03 Oct 2017
Market Brief: More and more speeches!
The UK’s and EU’s lead Brexit negotiators wrapped up the week’s talks with a press conference yesterday.
|Today's data release
|09:30||UK Mortgage Approvals
||UK Q2 GDP (Final reading)
|13:30||UK BoE's Broadbent speaks at conference
The UK’s and EU’s lead Brexit negotiators wrapped up the week’s talks with a press conference yesterday. Michel Barnier, the Brussels lead, has given a warm nod to last week’s speech from PM May, saying it created a new dynamic in talks this week. However, he also highlighted several stumbling blocks which are still preventing talks progressing. They include that the UK has only made clear it will meet 2019 and 2020 budget commitments whilst Barnier also pointed out stumbling blocks including the European Court of Justice’s (lack of a) role in UK citizens’ rights plans. Overall, it does not appear the EU is ready to jump into trade talks just yet, an issue the UK has pushing. Barnier concluded saying as soon as ‘I see real progress’ we can move onto phase two of the talks. The next round of talks will begin from October 9th, two weeks before the EU Summit.US Treasury Secretary Mnuchin said that Trump’s proposed tax plan will actually “cut” the US deficit by US$1trn, as the plans “will not only pay for itself, but it will pay down debt” by generating additional revenue. Conversely, the Committee for a Responsible Federal Budget said the plans could add US$2trn to the deficit over the next 10 years. Notably, a Bloomberg survey suggests 21 out of 26 economists expect the tax plans to increase the budget deficit. Elsewhere, White House’s economic advisor Gary Cohn said the tax plans was aimed at helping the middle class, but he could not guarantee that everyone in that tax bracket would get a cut. The US Dollar index dipped 0.3% while sterling gained, mainly on the back of hawkish comments from BoE Chief Economist Andy Haldane which suggest the central bank is preparing the ground for a rate hike (to 0.50%) in November.For the Eurozone, numerous September confidence indicators beat expectations. The economic sentiment index rose 1pt to a fresh 10-year high (113 vs. 112 expected), while both the business climate (1.34 vs. 1.12 expected) and industrial confidence (6.6 vs. 5.2 expected) were also higher. The consumer confidence was in line at -1.2.
The day ahead
Looking at the day ahead, we have the Eurozone CPI (1.2% yoy expected for core) and September unemployment change in Germany. In the UK, there is the final reading of Q2 GDP along with mortgage approvals.
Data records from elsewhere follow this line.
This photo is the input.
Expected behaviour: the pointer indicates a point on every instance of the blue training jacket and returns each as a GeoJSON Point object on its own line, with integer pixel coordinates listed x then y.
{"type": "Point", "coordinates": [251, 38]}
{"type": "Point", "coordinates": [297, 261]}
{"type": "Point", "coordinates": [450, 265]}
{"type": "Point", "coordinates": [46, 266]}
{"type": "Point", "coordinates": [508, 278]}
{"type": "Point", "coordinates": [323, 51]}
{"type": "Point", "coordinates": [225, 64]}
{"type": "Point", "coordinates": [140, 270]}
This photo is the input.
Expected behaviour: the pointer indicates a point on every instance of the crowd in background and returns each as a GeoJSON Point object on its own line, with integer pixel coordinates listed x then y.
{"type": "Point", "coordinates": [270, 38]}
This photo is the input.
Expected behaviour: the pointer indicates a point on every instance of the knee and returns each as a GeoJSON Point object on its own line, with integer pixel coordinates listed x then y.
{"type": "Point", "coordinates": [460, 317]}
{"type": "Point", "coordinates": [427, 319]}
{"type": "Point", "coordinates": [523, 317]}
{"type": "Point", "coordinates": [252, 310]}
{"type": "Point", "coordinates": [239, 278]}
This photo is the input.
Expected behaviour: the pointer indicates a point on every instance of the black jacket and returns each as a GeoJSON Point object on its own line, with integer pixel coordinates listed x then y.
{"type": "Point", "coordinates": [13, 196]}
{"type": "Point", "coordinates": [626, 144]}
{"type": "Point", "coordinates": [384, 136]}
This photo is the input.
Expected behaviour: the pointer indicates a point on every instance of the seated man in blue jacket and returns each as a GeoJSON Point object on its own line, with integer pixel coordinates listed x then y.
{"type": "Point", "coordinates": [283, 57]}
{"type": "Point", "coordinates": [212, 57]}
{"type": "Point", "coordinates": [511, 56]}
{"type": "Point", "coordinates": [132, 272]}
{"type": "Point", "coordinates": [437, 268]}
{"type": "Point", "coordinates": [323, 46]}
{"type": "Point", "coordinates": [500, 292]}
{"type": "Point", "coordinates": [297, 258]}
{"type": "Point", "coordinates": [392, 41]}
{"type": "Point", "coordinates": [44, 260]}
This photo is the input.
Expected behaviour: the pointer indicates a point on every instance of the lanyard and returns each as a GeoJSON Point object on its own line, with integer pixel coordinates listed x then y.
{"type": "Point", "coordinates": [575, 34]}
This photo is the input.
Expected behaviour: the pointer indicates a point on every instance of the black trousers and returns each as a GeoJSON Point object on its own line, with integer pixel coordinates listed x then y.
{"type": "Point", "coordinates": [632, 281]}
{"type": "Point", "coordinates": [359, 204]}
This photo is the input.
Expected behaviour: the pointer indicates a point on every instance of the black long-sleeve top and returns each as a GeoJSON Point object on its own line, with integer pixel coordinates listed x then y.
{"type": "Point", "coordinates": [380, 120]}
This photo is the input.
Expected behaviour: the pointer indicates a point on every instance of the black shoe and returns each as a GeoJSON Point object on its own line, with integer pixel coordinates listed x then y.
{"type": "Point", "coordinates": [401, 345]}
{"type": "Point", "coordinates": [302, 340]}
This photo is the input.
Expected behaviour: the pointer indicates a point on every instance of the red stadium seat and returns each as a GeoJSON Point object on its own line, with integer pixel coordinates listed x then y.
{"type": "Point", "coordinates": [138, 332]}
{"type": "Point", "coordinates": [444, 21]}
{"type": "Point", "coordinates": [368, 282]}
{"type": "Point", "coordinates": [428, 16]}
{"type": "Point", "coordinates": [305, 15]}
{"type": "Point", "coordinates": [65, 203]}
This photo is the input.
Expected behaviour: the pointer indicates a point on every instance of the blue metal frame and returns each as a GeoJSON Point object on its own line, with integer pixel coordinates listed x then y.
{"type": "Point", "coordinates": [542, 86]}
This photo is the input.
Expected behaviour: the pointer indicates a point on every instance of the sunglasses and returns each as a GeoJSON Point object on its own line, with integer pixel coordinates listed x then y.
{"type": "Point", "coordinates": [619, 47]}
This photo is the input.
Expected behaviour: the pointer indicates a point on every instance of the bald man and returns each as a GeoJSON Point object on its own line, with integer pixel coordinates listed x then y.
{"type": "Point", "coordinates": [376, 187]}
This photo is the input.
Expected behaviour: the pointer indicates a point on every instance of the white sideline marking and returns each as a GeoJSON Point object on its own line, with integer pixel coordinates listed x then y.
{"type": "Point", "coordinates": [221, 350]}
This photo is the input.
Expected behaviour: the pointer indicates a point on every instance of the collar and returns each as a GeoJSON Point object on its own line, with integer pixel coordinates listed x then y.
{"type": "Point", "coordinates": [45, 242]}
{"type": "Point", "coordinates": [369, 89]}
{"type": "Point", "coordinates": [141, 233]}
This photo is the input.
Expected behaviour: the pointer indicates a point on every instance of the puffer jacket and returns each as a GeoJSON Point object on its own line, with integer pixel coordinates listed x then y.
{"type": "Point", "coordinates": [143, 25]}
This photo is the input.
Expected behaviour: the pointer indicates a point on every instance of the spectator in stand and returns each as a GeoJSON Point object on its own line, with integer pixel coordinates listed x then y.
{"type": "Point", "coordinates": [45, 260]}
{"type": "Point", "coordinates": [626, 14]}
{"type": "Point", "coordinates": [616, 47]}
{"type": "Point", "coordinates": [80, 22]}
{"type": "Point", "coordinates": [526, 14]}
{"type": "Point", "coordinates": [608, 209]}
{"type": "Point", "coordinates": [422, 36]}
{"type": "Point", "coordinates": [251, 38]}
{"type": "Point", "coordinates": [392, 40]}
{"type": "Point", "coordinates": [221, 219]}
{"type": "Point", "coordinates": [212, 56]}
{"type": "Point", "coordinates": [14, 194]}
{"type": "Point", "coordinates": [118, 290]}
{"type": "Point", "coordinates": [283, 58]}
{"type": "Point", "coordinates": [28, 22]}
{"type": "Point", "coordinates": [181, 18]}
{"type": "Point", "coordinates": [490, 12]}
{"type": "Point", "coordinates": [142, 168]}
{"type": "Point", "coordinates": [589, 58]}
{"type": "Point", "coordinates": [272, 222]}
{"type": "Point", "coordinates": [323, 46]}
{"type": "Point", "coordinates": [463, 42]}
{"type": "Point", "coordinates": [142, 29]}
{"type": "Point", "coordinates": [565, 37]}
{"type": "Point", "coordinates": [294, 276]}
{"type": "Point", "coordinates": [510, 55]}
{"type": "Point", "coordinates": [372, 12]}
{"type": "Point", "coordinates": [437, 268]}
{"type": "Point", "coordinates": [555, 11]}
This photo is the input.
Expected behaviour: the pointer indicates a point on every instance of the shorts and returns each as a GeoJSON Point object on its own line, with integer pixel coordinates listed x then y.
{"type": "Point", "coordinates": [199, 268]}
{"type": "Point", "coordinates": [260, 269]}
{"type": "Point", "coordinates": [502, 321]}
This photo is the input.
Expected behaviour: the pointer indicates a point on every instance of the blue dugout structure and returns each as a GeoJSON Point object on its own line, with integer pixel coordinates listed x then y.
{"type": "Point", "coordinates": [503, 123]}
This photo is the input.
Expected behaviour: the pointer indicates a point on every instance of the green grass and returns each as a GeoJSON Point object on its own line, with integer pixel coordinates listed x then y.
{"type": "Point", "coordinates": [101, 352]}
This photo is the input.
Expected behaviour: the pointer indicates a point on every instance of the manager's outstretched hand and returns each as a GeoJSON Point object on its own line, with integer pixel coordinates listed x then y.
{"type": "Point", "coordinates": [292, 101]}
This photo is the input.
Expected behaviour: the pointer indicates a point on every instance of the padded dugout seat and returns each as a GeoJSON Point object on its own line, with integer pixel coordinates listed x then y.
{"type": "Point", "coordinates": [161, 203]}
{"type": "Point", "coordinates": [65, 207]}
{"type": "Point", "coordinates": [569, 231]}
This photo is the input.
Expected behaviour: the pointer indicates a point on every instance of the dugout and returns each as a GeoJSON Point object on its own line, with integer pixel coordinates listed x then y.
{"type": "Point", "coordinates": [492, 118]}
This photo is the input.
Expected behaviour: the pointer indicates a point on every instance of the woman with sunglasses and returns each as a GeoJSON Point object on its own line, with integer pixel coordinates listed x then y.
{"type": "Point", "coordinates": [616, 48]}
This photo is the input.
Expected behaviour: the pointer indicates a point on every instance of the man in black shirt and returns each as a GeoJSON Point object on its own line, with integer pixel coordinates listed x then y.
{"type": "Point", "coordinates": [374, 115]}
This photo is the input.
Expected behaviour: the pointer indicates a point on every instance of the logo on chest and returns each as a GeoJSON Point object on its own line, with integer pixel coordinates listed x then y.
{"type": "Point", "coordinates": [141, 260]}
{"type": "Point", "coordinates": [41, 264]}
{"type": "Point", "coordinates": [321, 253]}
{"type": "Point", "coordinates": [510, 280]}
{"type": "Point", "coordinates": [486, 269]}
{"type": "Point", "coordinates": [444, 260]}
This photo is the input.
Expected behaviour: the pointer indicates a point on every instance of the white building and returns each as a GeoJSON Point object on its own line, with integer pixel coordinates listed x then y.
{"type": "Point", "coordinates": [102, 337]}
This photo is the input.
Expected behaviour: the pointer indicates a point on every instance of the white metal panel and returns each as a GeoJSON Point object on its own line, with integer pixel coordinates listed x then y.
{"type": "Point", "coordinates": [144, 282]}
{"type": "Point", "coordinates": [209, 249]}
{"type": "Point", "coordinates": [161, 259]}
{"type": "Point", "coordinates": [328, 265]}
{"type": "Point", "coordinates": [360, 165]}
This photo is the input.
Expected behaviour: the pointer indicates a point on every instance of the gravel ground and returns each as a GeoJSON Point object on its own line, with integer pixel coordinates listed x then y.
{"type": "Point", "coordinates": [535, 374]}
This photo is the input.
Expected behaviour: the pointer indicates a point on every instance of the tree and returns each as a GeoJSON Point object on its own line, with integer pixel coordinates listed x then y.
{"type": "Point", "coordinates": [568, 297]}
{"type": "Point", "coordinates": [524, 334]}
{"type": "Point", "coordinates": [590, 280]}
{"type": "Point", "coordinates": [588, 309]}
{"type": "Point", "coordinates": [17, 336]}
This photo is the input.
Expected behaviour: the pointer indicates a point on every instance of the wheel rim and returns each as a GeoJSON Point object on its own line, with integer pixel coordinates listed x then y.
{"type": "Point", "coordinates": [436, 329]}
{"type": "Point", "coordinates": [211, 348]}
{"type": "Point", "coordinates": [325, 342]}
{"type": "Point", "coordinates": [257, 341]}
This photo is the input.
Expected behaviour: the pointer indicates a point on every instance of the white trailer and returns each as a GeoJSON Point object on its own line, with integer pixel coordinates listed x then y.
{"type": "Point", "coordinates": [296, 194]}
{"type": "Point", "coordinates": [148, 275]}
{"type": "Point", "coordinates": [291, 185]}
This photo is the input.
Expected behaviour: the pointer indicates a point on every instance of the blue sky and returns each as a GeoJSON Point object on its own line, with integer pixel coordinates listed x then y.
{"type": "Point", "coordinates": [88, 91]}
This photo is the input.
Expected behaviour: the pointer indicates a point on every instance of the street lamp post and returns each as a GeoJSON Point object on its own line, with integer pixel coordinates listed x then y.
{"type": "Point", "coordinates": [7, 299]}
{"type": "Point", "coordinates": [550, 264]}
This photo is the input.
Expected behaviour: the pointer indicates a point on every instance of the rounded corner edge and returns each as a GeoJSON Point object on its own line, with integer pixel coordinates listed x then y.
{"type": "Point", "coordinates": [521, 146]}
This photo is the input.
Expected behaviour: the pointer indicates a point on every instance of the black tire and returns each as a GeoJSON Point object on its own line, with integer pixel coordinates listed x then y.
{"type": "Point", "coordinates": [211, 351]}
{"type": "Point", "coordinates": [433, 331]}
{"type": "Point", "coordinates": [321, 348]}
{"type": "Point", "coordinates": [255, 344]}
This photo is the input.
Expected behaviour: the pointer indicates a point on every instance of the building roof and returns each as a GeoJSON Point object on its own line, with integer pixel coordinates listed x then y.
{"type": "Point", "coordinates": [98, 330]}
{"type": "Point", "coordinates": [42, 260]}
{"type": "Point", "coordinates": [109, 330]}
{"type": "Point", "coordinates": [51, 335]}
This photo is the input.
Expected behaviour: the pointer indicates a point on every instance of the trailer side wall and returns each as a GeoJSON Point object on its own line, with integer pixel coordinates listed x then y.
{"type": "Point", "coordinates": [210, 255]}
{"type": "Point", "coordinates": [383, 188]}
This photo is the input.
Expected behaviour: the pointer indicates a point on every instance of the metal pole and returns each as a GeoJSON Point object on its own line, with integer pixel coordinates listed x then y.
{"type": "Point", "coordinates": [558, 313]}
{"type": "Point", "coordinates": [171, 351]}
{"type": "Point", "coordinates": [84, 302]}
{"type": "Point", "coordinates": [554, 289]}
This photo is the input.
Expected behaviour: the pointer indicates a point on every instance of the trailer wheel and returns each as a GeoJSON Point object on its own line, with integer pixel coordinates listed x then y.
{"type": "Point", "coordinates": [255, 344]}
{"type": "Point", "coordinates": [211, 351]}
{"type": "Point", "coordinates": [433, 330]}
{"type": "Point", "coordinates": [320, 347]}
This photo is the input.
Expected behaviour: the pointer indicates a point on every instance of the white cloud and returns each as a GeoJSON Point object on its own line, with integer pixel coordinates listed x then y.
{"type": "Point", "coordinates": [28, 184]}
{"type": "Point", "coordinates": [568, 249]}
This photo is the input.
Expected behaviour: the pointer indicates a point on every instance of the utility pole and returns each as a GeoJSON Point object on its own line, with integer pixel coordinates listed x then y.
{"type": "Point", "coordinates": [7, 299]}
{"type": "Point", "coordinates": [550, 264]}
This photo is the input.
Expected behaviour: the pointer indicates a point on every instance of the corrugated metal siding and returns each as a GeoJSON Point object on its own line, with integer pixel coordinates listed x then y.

Over in the US, we have PCE core for August, personal income and spending, the Chicago PMI as well as the University of Michigan consumer sentiment index. In the UK, IMF’s Lagarde and BOE’s Broadbent will speak at the BoE conference (Mr Draghi has cancelled his talk due to a relative’s sickness). While over in the US, the Fed’s Harker will speak at a Fintech event.
Thought of the day
On this day in 2008, the Dow Jones Industrial Average fell 777 points, its largest single-day point loss in history following the bankruptcy of Lehman Brothers. It was a crazy period in the history of financial markets but when you look at the facts it brings to life just how extreme the situation was. In the UK alone 3.7m people lost their jobs, it cost the British economy £7.4 trillion in lost output and the Government spent £850bn bailing out the banks. Alistair Darling, the former Chancellor of the Exchequer, probably illustrates the extremity of the situation though when he recites what the Chairman of RBS answered him when he asked him one morning ‘How long can you last before running out of the cash?’ His answer was ‘Well we’re going to run out of money in the early afternoon!’ Let’s pray that we don’t encounter such moments again but it acts as a stark reminder about just how volatile and uncompromising financial markets can be!